I'm sure there's information online about this, too, but the guides we've used had us do it this way: The bulbs should be planted about six inches deep. Cover with potting soil and water thoroughly. Place pots in a cold, shady spot-- even a refrigerator (temperature must stay in about a 35-50 degree range). Tulips require 12 to 14 weeks of cold. Narcissus, 10 to 12. Hyacinths and crocus, 6 to 8. When this time is up, place the pots in a bright, but cool (45 to 60 degrees) location indoors. Avoid putting them in direct sunlight. Water them well. When some green growth appears, move the pots to a sunny location (still cool, if possible). When they begin to bud and show some color, put the pots where you can enjoy them. Blooms will last longer away from the sun.
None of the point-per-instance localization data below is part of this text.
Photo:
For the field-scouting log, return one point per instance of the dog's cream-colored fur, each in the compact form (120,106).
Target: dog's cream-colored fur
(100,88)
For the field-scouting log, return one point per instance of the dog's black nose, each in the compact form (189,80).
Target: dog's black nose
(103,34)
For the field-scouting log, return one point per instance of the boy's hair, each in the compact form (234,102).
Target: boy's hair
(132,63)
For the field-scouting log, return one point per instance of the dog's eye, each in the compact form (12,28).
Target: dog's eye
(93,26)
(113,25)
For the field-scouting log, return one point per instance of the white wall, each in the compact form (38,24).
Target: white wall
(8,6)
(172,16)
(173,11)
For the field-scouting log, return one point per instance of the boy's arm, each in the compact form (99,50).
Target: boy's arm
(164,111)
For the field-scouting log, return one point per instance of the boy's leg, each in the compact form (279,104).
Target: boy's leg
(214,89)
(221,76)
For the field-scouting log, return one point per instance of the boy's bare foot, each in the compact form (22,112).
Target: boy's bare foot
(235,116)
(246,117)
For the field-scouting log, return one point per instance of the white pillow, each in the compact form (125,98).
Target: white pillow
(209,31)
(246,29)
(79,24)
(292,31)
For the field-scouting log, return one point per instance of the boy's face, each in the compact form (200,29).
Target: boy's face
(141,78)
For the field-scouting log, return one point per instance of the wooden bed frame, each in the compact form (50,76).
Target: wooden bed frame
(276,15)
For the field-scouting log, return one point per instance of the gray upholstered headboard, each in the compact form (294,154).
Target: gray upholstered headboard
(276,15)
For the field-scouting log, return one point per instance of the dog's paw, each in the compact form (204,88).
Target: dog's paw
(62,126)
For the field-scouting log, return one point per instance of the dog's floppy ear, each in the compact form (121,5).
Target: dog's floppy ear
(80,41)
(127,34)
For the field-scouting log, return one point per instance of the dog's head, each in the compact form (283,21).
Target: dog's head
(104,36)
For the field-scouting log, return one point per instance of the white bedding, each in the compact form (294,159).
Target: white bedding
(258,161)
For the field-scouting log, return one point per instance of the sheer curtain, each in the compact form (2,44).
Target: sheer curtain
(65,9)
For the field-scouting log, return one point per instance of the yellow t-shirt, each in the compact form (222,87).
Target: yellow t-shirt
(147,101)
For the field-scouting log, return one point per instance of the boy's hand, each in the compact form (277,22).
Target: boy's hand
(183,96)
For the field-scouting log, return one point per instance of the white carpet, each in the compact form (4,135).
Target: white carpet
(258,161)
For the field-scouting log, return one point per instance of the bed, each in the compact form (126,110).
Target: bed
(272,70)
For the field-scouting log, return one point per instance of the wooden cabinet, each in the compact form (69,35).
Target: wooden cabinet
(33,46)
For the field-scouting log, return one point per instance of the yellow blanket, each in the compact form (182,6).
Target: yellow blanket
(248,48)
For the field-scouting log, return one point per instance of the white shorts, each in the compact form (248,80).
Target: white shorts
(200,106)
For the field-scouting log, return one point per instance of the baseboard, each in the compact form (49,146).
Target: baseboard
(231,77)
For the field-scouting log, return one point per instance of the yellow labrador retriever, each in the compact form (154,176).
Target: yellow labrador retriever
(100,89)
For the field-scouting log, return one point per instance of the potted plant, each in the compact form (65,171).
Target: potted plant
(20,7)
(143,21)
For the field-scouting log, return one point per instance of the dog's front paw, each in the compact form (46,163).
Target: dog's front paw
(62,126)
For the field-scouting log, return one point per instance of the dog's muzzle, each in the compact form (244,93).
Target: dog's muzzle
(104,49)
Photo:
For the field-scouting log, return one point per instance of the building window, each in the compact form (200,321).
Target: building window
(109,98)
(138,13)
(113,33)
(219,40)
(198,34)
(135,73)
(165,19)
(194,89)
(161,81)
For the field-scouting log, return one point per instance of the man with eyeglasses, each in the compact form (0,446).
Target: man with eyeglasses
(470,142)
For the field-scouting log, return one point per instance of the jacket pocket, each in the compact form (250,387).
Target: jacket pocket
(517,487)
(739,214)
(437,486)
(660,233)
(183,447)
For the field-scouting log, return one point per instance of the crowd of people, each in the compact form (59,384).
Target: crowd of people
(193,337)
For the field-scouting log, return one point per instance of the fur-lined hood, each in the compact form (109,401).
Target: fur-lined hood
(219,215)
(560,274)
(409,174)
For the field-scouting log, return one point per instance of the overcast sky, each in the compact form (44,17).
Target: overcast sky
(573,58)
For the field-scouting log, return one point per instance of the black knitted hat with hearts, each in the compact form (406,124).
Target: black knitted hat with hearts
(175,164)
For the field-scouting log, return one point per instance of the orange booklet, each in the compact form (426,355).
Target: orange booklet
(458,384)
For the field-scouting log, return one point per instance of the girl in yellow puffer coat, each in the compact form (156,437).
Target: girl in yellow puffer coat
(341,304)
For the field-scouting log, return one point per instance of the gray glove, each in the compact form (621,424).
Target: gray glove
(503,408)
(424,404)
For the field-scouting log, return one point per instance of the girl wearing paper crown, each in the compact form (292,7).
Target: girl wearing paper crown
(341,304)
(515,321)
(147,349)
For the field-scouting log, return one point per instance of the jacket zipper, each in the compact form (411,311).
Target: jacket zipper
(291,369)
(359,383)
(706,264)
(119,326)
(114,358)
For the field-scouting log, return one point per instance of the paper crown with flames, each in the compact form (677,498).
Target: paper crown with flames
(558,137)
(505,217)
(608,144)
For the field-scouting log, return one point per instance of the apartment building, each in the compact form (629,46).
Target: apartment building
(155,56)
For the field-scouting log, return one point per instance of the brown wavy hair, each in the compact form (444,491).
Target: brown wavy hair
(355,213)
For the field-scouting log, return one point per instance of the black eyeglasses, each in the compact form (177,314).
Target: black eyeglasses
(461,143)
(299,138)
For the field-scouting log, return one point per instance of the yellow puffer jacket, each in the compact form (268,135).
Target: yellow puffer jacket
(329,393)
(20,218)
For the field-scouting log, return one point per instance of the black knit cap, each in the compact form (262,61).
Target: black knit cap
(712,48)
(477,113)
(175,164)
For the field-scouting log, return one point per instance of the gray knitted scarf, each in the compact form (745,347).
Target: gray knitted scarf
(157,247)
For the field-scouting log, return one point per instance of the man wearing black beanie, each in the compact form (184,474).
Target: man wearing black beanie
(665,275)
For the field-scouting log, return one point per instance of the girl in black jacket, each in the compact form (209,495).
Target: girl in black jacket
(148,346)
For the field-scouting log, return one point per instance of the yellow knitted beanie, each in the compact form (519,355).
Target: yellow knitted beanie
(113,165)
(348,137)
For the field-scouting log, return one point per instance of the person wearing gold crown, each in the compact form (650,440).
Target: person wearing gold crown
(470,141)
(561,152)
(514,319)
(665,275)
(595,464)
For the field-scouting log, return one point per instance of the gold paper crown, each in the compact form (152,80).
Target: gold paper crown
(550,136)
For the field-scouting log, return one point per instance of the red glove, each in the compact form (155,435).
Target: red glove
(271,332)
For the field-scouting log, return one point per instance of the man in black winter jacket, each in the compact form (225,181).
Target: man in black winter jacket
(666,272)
Guess what? I mixed it myself. When we set out to paint the cabinets, I bought a green paint I thought would work, but it was too deep. So I tried another one, but it was wrong altogether. So, I took the first paint I bought and mixed it with a creamy-white color (and another color or two we had on hand) until I had the shade I wanted. I have some chipped spots on the cupboards I need to cover up, so I need to try to figure out how to create this color again. If I succeed, I shall tell you what I did and what colors I used. The thing is, when I painted the kitchen, I used regular paint, but just after that (because of it, actually), I switched to using non-toxic, low or no-VOC paints (preferably no-VOC). This kind of paint is now everywhere. A favorite brand is YOLO Colorhouse (love it!), but their color range is small, and I could no way make a green like the one on my cabinets with their paints.